A resposta foi positiva, exatamente como esperávamos. A reação do Governo do Estado, do Ministério de Portos e Aeroportos, da Antaq (Agência Nacional de Transportes Aquaviários), da Autoridade Portuária de Santos foi muito alinhada com o que tínhamos de expectativa. Agora cabe a essas autoridades pegarem os dados do Santos 10+ e integrarem a seus planos e estratégias. E isso, nós iremos acompanhar. Este é um dos nossos desafios: acompanhar como cada órgão irá trabalhar os dados do Santos 10+ e as soluções que irá implantar para solucionar os problemas apontados. Agora, temos uma agenda bem propositiva, temos um caminho crítico para seguir.

Um dos problemas ao se trabalhar com o poder público é a continuidade, especialmente em um ano eleitoral, em que podem ocorrer alterações de equipe e até mudanças de grupos políticos. Nesse sentido, as eleições deste ano podem atrasar a realização das obras e a adoção das soluções de que o Porto de Santos necessita?
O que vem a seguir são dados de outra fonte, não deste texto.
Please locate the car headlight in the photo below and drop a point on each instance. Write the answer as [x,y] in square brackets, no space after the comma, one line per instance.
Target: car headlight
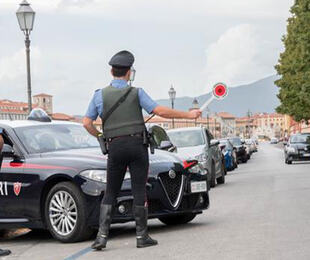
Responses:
[291,150]
[99,175]
[198,169]
[201,157]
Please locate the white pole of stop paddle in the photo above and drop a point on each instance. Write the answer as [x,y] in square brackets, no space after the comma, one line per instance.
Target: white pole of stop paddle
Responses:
[206,104]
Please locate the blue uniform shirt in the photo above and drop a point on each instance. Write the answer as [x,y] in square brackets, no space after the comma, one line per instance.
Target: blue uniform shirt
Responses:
[95,107]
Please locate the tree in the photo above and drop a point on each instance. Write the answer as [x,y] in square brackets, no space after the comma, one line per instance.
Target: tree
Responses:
[294,64]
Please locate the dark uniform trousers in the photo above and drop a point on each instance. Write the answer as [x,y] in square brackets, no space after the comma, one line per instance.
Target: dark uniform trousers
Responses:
[127,152]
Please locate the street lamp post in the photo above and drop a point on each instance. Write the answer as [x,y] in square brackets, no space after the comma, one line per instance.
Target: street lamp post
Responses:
[172,94]
[25,16]
[195,106]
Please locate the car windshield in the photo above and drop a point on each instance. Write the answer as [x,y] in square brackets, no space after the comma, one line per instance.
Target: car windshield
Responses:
[248,141]
[300,139]
[50,138]
[186,138]
[226,143]
[236,141]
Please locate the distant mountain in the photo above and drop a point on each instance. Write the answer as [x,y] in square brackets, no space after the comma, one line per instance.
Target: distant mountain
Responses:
[260,96]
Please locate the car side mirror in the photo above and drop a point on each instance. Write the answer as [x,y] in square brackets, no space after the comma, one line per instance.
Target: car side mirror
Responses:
[222,146]
[165,145]
[214,142]
[8,151]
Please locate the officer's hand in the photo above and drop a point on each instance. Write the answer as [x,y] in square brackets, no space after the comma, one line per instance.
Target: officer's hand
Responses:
[193,114]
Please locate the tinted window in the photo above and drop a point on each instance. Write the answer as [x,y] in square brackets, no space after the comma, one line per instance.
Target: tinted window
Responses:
[187,138]
[236,141]
[49,138]
[300,139]
[228,145]
[159,135]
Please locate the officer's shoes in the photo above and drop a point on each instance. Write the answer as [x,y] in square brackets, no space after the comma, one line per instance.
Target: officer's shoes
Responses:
[100,243]
[4,252]
[146,241]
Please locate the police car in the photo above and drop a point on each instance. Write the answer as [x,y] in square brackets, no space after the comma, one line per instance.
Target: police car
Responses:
[53,177]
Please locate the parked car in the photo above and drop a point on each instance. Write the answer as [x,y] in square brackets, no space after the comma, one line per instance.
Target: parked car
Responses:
[274,140]
[250,144]
[241,152]
[297,148]
[54,177]
[229,153]
[198,143]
Com o Santos 10+, nós temos um mapa a ser seguir, um norte. Se houver mudanças em equipe de governo ou até mesmo um novo governo, é obvio que, em janeiro, estaremos lá para conversarmos, para fazermos novas apresentações do estudo. Mas o ideal, o que temos de garantir agora é tracionar esses projetos, essas soluções, colocá-los em rito regulatório de autorização já pronto, independentemente da questão de governo. O Santos 10+ traz uma projeção do que irá ocorrer, traz um alerta sobre esses gargalos e esses riscos. E sim, neste ano temos eleições. Mas ainda temos quase quatro meses até outubro. Nesse período, vamos trabalhar para que os alertas do Santos 10+ sejam bem entendidos e incorporados os planos e às políticas públicas.